UTEP senior lecturer Zita Arocha was inducted to the NAHJ 2016 Hall of Fame on Friday, Aug. 5, for her journalism career and for serving Hispanic and Latino students.
“I think it is a huge honor for UTEP because it really focuses attention on what we’ve done there over the last 14 years, and by that I’m talking about the whole team in our department,” Arocha said. “I feel really blessed and privileged to have had the opportunity to spend 14 years for preparing the next generation of bilingual, bicultural journalists.
At the ceremony Arocha said, “ if you don’t know about UTEP, it’s scrappy little school on the border, we kick butt, we really do.”
Arocha, a former NAHJ executive director and current director of multimedia web magazine borderzine.com, said her students give her the strength to continue each day.
“I don’t deserve this,” Arocha said. “I really think that my kids are the ones that support me and give me the continued desire and passion to work on their behalf.”

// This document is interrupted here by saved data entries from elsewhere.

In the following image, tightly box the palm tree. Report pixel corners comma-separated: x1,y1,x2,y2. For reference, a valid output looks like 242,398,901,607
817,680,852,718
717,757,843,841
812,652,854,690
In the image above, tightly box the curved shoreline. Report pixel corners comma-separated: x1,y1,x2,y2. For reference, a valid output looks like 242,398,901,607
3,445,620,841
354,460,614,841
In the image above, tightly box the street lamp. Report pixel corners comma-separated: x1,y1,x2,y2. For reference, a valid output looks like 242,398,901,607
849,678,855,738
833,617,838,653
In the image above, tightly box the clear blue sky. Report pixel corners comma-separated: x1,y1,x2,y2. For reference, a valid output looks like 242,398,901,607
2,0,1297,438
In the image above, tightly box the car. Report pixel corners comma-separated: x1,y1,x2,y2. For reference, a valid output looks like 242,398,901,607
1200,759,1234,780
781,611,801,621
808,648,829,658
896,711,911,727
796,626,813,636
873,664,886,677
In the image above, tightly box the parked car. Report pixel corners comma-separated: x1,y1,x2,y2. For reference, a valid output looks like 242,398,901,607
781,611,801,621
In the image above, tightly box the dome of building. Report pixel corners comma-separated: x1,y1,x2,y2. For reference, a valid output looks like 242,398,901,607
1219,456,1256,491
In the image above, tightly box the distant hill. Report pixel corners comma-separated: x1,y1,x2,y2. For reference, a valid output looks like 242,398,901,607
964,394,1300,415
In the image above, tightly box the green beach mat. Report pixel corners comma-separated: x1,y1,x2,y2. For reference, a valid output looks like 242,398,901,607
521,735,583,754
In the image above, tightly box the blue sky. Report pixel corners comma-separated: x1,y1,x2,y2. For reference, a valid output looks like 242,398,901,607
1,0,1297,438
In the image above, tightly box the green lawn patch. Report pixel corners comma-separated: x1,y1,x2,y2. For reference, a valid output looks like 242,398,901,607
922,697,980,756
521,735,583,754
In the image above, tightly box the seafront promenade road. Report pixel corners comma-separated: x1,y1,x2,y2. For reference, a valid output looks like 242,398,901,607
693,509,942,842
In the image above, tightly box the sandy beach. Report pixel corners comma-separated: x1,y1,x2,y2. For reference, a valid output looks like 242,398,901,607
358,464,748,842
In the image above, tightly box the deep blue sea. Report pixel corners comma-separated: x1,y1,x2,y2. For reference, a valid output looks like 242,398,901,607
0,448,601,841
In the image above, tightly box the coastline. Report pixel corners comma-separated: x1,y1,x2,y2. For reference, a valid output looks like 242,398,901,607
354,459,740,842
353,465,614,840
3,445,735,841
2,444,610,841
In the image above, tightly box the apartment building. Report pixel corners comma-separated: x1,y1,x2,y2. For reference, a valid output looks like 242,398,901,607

Bobby Smith, former associate director of NAHJ, worked with Arocha while she was the executive director of NAHJ and said Arocha deserves this honor for her long career and contributions.
“She’s a marvelous human being, she is so dedicated to journalism, to Hispanic students,” Smith said. “She has never given up, she has tried to make this industry better, and she has tried to reflect the people who make up this country.”
Arocha is a Cuban journalist who came to the United States after her parents left Cuba to escape poverty.
After earning a degree in English she was unable to find a job, but with a strong will to succeed she went to her local newspaper at Tampa, and it was there where her love for journalism began.
Arocha was able to jump from being the front desk news receptionist to becoming a reporter at The Tampa Times, The Miami Herald and The Washington Post.
When Arocha came to UTEP in 2004, her dedication and desire to help young journalists came as well making an impact on students.
“She’s always there and willing to do that extra step in order for the students to achieve whatever they want to do,” said Tony Castaneda, senior multimedia journalism major. “She’s the type of professor that’s there for the students, she is an example of someone that every student wants to become.”
Arocha said that journalism at UTEP has to keep growing to allow border students to make a difference in the news media.
“We need to get media companies and media foundations focused on that next generation and preparing them and giving them the tools that they need,” Arocha said. “There has to be a greater investment by media and by media foundations in educating the kids.”
Arocha wants to continue helping the younger journalists, saying that not even retirement will never part her from her love and passion.
“I don’t like to think there is ever a capstone to a career, I don’t believe that. There is much work to be done,” Arocha said. “I can’t see journalism not being part of my life as I move forward, it’s always been there and will always be there.”